Cisco was accused of inducing others to infringe by selling wireless networking equipment with technology similar to that of another company, Commil. The court found that Cisco’s belief that Commil’s patent for the technology was invalid was no defense.
{mosads}“In the usual case, ‘I thought it was legal’ is no defense. That concept mirrors this Court’s holding [in this case],” Justice Anthony Kennedy wrote in the 6-2 opinion. Justice Stephen Breyer did not take part.
The majority said that ruling otherwise would allow companies accused of inducing patent infringement to claim they were merely acting in good faith, making litigation more burdensome and increasing discovery costs.

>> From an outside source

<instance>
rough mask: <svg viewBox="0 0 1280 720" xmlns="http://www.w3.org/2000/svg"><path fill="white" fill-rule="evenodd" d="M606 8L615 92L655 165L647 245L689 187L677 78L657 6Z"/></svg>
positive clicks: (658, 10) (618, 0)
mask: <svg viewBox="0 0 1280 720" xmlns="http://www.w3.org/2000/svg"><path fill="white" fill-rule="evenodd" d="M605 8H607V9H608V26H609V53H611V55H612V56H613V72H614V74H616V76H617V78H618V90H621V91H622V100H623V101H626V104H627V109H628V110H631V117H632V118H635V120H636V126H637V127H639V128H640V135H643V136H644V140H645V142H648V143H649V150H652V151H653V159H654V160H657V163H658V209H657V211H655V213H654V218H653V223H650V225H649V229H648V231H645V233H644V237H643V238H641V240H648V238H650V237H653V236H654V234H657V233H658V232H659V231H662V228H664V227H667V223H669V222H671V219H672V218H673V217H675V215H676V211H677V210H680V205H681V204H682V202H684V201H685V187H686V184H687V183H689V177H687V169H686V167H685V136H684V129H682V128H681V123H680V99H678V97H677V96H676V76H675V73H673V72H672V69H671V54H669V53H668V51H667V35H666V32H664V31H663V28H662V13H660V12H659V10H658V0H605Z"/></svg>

The court noted Tuesday’s case did not involve the type of frivolous litigation generally associated with “patent trolls” who “use patents as a sword to go after defendants for money.” But Kennedy did reaffirm the powers of district courts to sanction attorneys and force patent trolls to pay legal fees in some exceptional cases that involve frivolous litigation.
Justice Antonin Scalia dissented, and said the ruling could increase the “power of patent trolls” to bring demand letters. He said, however, that the Supreme Court is not the place to factor in those practical considerations.
Commil owns a patent for what is described as a method for using short-range wireless networks. It sued Cisco for infringement and for causing others to infringe by selling similar technology.
A jury previously ordered Cisco to pay $63.7 million in damages for inducing others to infringe.
Cisco appealed and argued it had acted under the belief that the Commil patent was invalid. The U.S. Patent and Trademark Office subsequently deemed the patent to be valid during a review.
The court on Tuesday argued that when “infringement is the issue, the validity of the patent is not the question to be confronted.”
“An accused infringer can, of course, attempt to prove that the patent in suit is invalid; if the patent is indeed invalid, and shown to be so under proper procedures, there is no liability. That is because invalidity is not a defense to infringement, it is a defense to liability,” according to the ruling.
Separately, the court clarified its previous position that one must prove two things when bringing accusations of induced infringement: “knowledge of the patent in suit and knowledge of patent infringement.”